Warm Nicoise Salad with Confit Yellowtail

Warm Nicoise Salad with Confit Yellowtail

Recipe by: Anda Dlepu

Serves:   4
Preparation time:  15minutes (+2hrs curing time)
Cooking time: 20 minutes
 
400g Yellowtail, cut in 100g portions              
Olive Oil, enough to cover fish         
½ tsp Salt                              
½ tsp Pepper                       
2 sprigs Thyme
1 sprig Italian parsley         
2 cloves Garlic     
1 Lemon, peel     
2 Salad tomatoes, Quartered            
1tsp Vinegar
2 Eggs, Poached
4 Baby potatoes, boiled and cut in quarters  
270g Sliced Green beans, Boiled     
80g Kalamata olives, Pitted and cut in half     
180g Little Gem lettuce head, cut in quarters               
5 Anchovies, Whole           
French dressing
 
Cut the yellowtail into 4 equal portions.
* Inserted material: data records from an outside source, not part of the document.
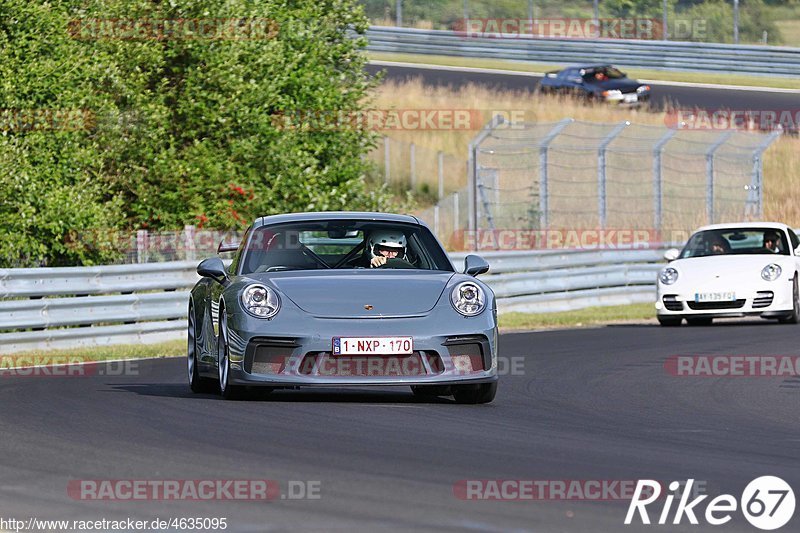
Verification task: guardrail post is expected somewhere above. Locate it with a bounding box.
[467,115,504,241]
[383,135,391,184]
[436,151,444,202]
[653,129,678,230]
[539,118,575,229]
[136,229,150,263]
[745,131,781,218]
[409,143,417,190]
[706,131,733,224]
[597,120,630,228]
Rinse and pat dry with paper towel.
Combine the salt and pepper and season the fish, cover with plastic wrap and refrigerate for 2 hours.
Place the fish in a deep enough sauce pan enough to hold the fish in a single layer and also allow you to later submerge the fish in olive oil.
Add the oil to the pan along with the thyme, parsley, garlic and lemon peel.
Heat the oil up to 90’c and allow to cook at that temperature for 15 - 20 minutes.
Boil the potatoes whole and once cooked cut in half.
Boil the green beans in salted water for 1 minute and refresh in ice water.
Cut the olives in half and remove the pip.
Cut the lettuce head in quarters.
Plate all your salad ingredients on a round platter and dress it with the French dressing
Take your fish out once you have plated your salad and dry with paper towel.
Top the salad with the confit yellowtail and garnish with micro herbs.
You can enjoy the salad warm or eat it cold.